Il serait d’ailleurs peut-être temps, monsieur le secrétaire d’État, de revenir sur le décret Mattei, qui a supprimé les gardes des médecins le soir et le week-end.
M. René-Paul Savary. Ah oui !
Mme Laurence Cohen. Sachant votre qualité d’écoute, je compte sur vous pour faire remonter ce vœu à M. le ministre des solidarités et de la santé.
Cette proposition de loi cherche à trouver une solution, en distinguant les soins urgents des soins immédiats, qui n’entraîneraient pas de risque pour la survie des patientes et des patients.
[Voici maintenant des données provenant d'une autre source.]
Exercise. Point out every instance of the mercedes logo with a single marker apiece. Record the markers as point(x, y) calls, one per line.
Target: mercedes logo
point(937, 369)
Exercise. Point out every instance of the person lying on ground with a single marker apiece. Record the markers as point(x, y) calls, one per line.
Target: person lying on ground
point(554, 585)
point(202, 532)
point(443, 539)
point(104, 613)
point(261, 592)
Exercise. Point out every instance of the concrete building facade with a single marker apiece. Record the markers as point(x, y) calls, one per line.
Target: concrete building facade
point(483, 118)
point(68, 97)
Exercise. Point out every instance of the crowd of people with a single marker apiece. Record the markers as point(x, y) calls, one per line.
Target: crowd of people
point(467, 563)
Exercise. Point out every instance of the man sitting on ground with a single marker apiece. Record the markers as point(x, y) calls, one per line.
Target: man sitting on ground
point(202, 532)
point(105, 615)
Pour y parvenir, elle propose d’associer plus fortement les professionnels de santé de proximité autour d’un plateau technique et au sein d’une CPTS, ce qui concerne notamment les maisons de santé et les centres de santé.
Mes chers collègues, pour avoir parcouru l’ensemble du territoire et avoir visité plus de cent trente établissements, dans l’Hexagone et dans les territoires ultramarins, avec les collègues de mon groupe et nos homologues de l’Assemblée nationale, je considère qu’il faudrait que les ARS aident les maires, sur les plans financier comme logistique. En effet, nos édiles se sentent bien seuls au moment où ils décident d’implanter des centres de santé sur leur territoire.
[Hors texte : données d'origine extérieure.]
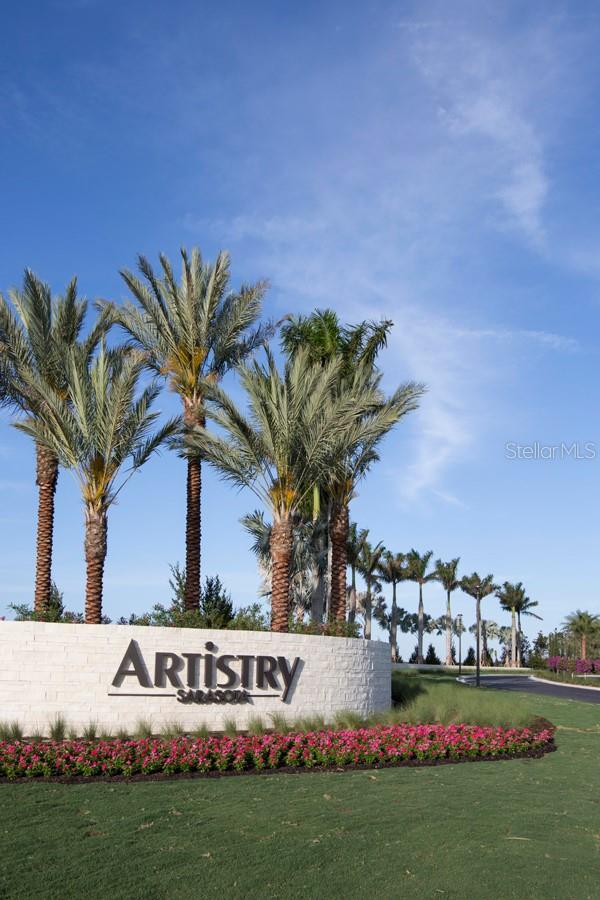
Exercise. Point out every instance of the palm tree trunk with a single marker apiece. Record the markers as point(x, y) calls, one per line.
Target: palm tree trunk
point(95, 555)
point(46, 478)
point(485, 656)
point(352, 599)
point(421, 626)
point(317, 595)
point(394, 624)
point(448, 632)
point(513, 649)
point(281, 556)
point(368, 613)
point(339, 525)
point(478, 640)
point(193, 535)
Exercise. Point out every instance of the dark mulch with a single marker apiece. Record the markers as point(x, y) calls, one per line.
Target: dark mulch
point(287, 770)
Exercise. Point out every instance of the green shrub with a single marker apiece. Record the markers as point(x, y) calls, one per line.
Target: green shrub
point(251, 618)
point(11, 731)
point(280, 723)
point(431, 657)
point(58, 728)
point(171, 729)
point(428, 700)
point(230, 727)
point(327, 629)
point(256, 726)
point(143, 728)
point(90, 732)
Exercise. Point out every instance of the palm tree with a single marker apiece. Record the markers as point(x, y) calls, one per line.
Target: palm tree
point(582, 625)
point(417, 571)
point(307, 558)
point(445, 573)
point(369, 565)
point(95, 430)
point(287, 444)
point(37, 331)
point(478, 588)
point(487, 630)
point(193, 332)
point(324, 338)
point(511, 596)
point(354, 544)
point(358, 453)
point(393, 570)
point(523, 607)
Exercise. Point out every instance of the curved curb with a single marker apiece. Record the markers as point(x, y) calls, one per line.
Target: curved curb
point(580, 687)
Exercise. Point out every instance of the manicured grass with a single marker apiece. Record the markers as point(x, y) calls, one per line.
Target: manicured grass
point(514, 829)
point(440, 699)
point(566, 678)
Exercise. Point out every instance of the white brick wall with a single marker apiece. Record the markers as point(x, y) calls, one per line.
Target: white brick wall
point(47, 669)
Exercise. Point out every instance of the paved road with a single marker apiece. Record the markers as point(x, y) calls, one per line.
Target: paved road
point(524, 683)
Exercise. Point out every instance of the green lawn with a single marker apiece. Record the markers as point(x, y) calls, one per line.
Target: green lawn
point(514, 829)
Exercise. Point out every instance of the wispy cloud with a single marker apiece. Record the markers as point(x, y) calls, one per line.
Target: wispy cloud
point(483, 104)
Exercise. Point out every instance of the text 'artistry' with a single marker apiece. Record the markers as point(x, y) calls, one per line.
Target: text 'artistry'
point(227, 678)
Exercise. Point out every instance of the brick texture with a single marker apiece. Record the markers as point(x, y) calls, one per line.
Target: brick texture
point(49, 669)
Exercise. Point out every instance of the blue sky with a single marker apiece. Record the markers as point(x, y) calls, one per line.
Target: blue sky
point(432, 163)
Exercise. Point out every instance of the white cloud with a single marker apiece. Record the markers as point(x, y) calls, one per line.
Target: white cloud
point(388, 220)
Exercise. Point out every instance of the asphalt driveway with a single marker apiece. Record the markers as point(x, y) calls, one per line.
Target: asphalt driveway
point(525, 683)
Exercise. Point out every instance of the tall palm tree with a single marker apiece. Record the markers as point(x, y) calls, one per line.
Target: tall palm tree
point(445, 573)
point(511, 595)
point(307, 557)
point(524, 607)
point(417, 565)
point(487, 631)
point(358, 453)
point(101, 424)
point(287, 444)
point(478, 588)
point(193, 332)
point(357, 347)
point(37, 331)
point(354, 544)
point(393, 570)
point(582, 625)
point(369, 565)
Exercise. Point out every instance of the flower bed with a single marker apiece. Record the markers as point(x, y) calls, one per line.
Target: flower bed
point(577, 666)
point(382, 745)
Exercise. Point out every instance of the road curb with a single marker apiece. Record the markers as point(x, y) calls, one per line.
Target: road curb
point(580, 687)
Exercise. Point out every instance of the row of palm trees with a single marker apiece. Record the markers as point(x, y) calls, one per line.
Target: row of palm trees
point(310, 433)
point(376, 565)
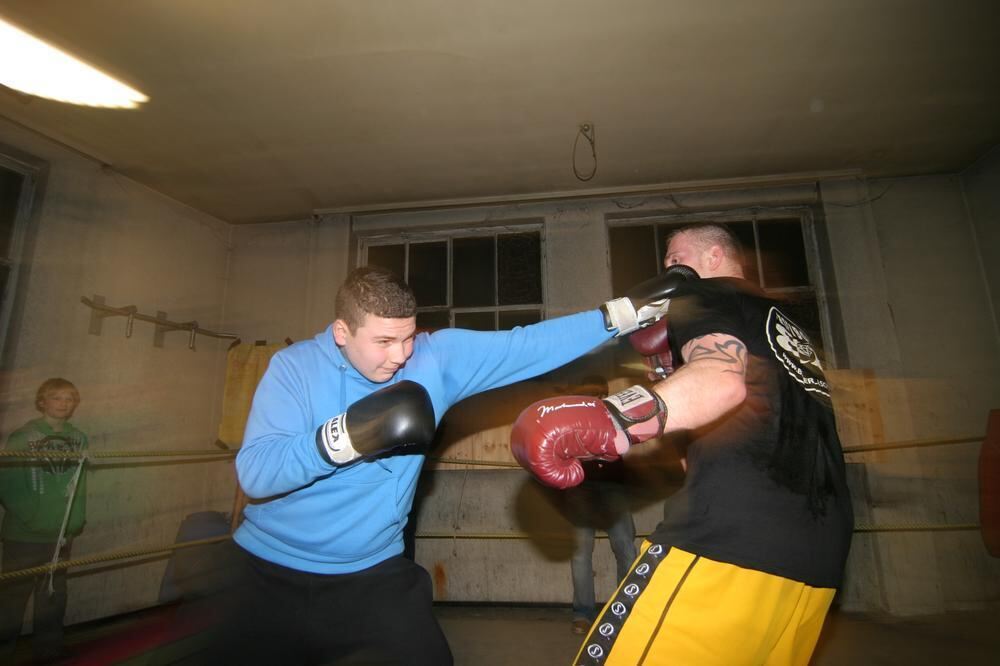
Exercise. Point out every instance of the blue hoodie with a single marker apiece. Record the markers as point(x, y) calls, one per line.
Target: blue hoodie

En fait, les différents plans qui se sont succédé, notamment lors du passage de Mme Buzyn au ministère, n’ont pas rompu avec la logique de restrictions budgétaires qui plombe notre système de santé. Le plan Ma santé 2022 met notamment à mal les hôpitaux de proximité, en remettant en cause leurs missions, et porte un coup à la continuité des soins.
Monsieur le secrétaire d’État, j’ai participé, hier, avec plusieurs de mes collègues, à une rencontre avec le ministre des solidarités et de la santé et ses services dans le cadre du Ségur de la santé. Fort des propositions des professionnels de santé, particulièrement mobilisés depuis plus d’un an et des enseignements de la pandémie du Covid-19, le Gouvernement va-t-il enfin remettre à plat l’intégralité de notre système de soins ?
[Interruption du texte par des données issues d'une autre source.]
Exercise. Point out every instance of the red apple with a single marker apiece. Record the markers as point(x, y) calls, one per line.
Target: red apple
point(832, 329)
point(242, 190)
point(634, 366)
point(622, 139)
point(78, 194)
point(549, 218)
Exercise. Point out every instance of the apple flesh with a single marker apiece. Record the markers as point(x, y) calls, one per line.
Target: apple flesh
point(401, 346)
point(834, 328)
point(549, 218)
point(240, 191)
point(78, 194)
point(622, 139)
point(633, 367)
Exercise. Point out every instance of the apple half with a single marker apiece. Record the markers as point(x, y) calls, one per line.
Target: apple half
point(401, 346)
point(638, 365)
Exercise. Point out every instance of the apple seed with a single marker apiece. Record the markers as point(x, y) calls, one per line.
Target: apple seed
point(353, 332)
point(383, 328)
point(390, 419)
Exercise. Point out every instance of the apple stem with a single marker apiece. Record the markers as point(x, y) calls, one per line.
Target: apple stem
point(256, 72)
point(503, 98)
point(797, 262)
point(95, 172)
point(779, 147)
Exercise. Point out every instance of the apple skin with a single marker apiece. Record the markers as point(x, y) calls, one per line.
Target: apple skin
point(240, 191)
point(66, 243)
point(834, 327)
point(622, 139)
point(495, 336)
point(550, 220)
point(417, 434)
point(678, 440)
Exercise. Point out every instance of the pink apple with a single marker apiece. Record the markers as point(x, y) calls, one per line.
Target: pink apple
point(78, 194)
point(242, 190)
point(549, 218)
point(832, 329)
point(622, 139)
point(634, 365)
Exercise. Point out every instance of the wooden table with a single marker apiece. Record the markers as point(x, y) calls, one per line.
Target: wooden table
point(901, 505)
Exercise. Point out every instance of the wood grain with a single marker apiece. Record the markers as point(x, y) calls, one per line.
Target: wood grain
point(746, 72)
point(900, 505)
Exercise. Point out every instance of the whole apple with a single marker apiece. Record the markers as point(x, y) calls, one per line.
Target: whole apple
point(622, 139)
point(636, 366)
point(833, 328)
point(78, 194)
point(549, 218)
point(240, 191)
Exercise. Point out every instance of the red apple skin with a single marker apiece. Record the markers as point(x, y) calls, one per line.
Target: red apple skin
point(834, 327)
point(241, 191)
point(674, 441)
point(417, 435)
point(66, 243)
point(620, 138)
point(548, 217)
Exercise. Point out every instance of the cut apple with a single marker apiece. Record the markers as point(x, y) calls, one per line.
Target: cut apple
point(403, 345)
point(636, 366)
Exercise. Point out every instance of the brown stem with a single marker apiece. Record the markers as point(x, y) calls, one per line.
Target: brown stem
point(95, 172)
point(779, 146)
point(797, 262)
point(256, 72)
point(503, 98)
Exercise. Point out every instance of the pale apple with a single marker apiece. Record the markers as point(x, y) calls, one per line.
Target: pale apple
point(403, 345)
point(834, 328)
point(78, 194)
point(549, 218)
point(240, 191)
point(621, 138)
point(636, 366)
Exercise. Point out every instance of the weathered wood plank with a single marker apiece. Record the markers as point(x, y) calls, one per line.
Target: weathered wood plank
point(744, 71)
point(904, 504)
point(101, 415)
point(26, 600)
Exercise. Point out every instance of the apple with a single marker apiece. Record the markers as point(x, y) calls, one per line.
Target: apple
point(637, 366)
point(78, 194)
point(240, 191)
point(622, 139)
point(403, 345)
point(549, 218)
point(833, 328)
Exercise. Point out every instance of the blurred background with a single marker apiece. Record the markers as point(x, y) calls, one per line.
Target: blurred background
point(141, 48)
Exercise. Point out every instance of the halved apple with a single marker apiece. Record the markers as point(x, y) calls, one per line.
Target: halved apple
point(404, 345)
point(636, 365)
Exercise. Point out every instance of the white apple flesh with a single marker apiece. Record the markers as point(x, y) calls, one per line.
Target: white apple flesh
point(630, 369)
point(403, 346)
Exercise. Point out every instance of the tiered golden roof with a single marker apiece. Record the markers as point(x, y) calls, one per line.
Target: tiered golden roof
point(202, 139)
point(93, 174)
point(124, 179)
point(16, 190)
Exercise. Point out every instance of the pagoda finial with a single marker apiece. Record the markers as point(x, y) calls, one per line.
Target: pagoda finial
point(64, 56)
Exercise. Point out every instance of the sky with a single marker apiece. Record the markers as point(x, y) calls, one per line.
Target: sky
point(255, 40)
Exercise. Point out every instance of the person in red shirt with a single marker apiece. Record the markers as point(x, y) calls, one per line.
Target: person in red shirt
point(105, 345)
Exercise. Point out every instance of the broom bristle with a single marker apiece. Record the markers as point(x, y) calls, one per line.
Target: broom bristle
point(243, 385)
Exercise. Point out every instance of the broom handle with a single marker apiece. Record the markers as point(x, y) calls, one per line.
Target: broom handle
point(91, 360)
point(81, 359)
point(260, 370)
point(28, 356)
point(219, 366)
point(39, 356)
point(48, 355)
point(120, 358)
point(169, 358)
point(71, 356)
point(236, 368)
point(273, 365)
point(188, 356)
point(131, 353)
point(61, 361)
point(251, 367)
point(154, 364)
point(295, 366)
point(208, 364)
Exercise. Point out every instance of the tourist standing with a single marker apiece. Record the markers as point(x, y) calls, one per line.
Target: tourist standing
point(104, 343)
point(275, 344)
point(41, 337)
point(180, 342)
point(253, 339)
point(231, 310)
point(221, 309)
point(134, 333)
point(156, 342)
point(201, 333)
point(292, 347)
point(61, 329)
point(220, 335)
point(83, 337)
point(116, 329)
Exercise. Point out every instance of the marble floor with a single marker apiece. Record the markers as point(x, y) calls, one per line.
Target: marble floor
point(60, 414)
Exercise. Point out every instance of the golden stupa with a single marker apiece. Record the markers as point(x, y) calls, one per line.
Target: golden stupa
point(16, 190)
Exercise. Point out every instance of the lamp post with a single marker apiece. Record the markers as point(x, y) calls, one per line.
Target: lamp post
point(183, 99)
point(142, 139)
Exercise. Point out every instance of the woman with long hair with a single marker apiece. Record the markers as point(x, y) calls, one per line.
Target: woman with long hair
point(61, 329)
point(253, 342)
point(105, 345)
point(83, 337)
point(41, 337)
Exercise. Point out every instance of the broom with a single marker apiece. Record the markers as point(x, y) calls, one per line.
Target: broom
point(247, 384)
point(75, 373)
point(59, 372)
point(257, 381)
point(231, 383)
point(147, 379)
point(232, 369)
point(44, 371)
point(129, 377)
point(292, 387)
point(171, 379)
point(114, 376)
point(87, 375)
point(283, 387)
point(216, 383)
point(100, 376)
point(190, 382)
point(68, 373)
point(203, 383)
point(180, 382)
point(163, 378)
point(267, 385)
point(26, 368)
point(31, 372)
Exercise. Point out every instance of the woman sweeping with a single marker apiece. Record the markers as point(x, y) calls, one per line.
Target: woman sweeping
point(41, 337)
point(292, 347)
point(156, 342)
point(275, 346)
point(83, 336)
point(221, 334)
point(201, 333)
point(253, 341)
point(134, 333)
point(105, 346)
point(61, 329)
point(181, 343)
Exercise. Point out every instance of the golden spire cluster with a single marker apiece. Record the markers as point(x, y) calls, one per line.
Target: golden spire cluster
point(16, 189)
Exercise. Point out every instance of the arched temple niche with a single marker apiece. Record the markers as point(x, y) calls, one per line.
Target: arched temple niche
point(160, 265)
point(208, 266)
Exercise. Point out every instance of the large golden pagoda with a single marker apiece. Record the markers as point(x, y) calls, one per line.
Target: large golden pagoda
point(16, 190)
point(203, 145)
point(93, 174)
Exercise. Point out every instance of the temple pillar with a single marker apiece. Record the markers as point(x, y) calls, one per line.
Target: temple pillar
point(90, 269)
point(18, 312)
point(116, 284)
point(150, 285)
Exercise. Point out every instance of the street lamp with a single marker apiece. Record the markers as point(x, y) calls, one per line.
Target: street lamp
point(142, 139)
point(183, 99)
Les solutions passent, en plus de ce que j’ai énoncé, par l’augmentation globale du budget de l’hôpital – vous savez que nous avons des propositions de nouveaux financements pour y parvenir –, l’ouverture de lits d’amont et d’aval des urgences et la revalorisation des professionnels de santé et du médico-social, avec une augmentation de leurs salaires et une progression de leur statut. Il ne suffit pas de dire, dans cet hémicycle, que l’on soutient les professionnels. Il ne suffit pas de se payer de mots. Il faut aller sur place, les assurer de ce soutien et relayer leurs revendications ici même.
On voit bien que le problème est global et qu’il ne peut en rien être résolu par une proposition de loi. Parce que nous ne pouvons ignorer la gravité de la crise de notre système de santé, nous ne pouvons nous contenter d’un sparadrap sur une jambe de bois. C’est pourquoi notre groupe votera contre ce texte.